The vector generator is in the idle condition state 0 until a start signal is received at which point the system moves to state 1.

In state 1, the quantity 2 delta Y minus 2 delta X is calculated by ALU 100 based upon inputs received as described above with reference to FIG. 2 and the value is stored in RB register 156. Also, in state 1 the X less than Y flip flop 150 is set based upon the value of (sum less than zero) line 120. Next, the system unconditionally moves to state 2 at which point a second setup step takes the quantity two delta Y through multiplexer 112 and delta X through multiplexers 140 and 114 and ALU 110 calculates the quantity 2 delta Y minus delta X which is then stored in RC register 162 as the error term. At this point, the iteration counter 154 is set to the value of delta X.

States 1 and 2 as shown in FIG. 3 complete the vector generator setup procedure in accordance with the present invention. States 3 and 4 to be discussed below describe the "normal" Bresenham line generation technique that is known in the prior art. If the (sum less than zero) line is active, the system moves from state 2 to state 3 and the next value of 2 delta Y is added to the error term stored in RC register 162 and the result is put back into RC register 162. Iteration counter 154 is decremented by one and the system may continue to generate pixels in state 3 as long as the sum less than zero line is active and the iteration counter is greater than or equal to zero which indicates that there are more pixels to be drawn along the X axis of the line being drawn with no Y increment.

If the (sum less than zero) line becomes zero for any particular pixel to be drawn, and the iteration counter is not less than zero, the system moves from state 3 to state 4 at which point the absolute value of the quantity stored in RB register 156 is subtracted from the value of the error stored in RC register 162 with the result being stored back in RC register 162. The Y value is incremented and the iteration counter is decreased by one.

If the next pixel also indicates a sum less than zero in active, indicating a further Y coordinate increment, the system loops in state 4 until such Y steps have been completed.
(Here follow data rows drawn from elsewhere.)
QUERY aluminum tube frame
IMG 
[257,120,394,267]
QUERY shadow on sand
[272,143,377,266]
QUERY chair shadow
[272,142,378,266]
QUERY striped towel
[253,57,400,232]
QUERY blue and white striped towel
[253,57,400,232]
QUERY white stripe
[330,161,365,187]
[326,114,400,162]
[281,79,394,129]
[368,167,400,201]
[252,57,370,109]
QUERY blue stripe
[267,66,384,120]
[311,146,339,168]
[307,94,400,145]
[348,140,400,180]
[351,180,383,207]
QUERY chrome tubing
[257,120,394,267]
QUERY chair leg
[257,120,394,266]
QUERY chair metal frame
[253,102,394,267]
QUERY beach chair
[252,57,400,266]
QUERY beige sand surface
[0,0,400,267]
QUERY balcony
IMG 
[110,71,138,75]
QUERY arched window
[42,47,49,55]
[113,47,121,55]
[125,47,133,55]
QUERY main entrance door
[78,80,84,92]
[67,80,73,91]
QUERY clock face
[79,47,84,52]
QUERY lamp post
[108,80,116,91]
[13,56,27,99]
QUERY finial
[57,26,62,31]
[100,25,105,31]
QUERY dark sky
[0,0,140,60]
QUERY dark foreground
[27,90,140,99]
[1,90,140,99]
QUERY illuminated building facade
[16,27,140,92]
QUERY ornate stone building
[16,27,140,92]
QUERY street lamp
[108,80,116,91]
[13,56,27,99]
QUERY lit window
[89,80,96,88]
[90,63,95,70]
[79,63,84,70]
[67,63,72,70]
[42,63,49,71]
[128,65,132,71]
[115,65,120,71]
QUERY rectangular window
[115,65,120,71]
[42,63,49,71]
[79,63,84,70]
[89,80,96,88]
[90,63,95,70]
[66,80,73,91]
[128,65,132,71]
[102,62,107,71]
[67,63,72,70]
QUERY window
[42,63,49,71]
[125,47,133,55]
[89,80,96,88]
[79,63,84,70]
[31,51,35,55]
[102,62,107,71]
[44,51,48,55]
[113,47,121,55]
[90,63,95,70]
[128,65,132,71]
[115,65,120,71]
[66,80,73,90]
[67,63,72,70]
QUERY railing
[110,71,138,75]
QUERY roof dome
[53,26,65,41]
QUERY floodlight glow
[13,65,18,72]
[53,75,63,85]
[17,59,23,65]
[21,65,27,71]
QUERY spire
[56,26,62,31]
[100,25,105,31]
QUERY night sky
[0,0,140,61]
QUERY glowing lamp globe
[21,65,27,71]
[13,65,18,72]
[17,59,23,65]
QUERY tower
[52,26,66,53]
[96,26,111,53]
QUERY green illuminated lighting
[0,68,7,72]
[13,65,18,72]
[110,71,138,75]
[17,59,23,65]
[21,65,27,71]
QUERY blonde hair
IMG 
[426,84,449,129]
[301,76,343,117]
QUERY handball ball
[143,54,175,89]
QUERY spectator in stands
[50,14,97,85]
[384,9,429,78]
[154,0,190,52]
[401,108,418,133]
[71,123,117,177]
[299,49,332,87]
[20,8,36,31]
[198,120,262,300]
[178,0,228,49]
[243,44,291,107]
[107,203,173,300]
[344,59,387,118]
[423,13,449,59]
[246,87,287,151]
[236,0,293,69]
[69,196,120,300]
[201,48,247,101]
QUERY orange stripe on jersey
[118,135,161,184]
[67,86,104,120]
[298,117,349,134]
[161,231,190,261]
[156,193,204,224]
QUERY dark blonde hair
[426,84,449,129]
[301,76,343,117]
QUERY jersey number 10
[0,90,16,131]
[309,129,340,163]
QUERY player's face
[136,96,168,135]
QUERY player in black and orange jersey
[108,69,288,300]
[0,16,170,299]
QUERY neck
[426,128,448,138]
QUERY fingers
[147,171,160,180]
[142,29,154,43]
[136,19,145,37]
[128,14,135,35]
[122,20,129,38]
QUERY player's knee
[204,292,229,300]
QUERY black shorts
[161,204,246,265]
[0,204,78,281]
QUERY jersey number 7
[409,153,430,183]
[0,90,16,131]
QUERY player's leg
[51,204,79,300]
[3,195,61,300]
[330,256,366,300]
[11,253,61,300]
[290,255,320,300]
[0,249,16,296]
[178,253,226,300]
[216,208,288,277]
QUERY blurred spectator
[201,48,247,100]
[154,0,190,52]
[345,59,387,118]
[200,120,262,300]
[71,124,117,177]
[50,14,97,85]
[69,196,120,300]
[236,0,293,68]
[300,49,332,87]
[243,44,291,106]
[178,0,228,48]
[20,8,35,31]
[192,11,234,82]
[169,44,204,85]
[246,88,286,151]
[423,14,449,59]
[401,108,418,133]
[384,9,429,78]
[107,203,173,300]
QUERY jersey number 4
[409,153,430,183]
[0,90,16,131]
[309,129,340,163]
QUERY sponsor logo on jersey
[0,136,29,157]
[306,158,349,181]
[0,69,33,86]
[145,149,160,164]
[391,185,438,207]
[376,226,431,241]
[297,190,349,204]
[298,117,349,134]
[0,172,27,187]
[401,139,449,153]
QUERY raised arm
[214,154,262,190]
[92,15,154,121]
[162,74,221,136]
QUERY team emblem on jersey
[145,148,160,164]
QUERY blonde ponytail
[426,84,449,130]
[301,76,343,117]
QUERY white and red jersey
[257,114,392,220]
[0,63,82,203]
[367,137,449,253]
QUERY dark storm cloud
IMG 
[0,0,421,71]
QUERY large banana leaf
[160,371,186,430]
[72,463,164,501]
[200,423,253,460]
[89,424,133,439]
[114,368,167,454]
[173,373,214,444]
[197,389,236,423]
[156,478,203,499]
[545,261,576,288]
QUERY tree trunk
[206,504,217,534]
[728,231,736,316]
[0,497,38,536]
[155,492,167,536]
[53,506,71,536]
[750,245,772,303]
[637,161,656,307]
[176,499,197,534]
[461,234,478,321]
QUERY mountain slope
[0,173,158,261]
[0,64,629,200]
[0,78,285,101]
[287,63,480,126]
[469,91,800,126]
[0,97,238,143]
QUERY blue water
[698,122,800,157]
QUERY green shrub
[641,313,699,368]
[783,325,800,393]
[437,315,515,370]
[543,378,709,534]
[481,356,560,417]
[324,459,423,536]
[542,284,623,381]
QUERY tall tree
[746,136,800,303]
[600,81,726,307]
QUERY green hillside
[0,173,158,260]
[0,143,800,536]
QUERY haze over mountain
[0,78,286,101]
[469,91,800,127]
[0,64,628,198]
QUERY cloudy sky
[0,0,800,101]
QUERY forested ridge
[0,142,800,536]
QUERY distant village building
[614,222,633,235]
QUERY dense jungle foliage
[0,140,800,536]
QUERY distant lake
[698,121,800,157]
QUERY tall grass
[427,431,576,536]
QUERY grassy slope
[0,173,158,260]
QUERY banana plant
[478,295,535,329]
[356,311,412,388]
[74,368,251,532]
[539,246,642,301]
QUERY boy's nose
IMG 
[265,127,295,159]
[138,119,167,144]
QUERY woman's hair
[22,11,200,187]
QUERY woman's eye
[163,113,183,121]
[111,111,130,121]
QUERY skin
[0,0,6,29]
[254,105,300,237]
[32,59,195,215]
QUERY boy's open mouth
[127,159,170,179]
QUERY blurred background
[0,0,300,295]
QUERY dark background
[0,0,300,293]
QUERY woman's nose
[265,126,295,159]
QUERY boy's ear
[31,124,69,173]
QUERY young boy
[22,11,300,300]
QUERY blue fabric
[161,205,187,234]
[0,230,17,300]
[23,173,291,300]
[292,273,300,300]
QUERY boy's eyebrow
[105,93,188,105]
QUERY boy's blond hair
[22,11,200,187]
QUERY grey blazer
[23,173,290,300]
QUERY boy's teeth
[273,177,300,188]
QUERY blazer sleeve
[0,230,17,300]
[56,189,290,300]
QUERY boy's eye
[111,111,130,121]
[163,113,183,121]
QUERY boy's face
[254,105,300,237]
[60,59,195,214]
When the (sum less than zero) line becomes active again, the system returns control to state 3 and additional pixels are drawn as described above until the iteration counter becomes less than zero at which time the process is terminated and control returns to the idle state zero.

If after the second setup state, state 2, the (sum less zero) line is inactive, indicating a Y increment, then control is passed directly from state 2 to state 4 and the first pixel to be drawn is controlled by state 4 rather than state 2 and the process continues as described above.

The method of the present invention provides a more efficient method for setting up a vector generator by reducing the number of setup states from 4 or 5 in the prior art to the two setup states required by the method and apparatus of the present invention.

Thus, while the invention has been described with reference to preferred embodiments thereof, it will be understood by those skilled in the art that various changed in form and details may be made without departing from the scope of the invention.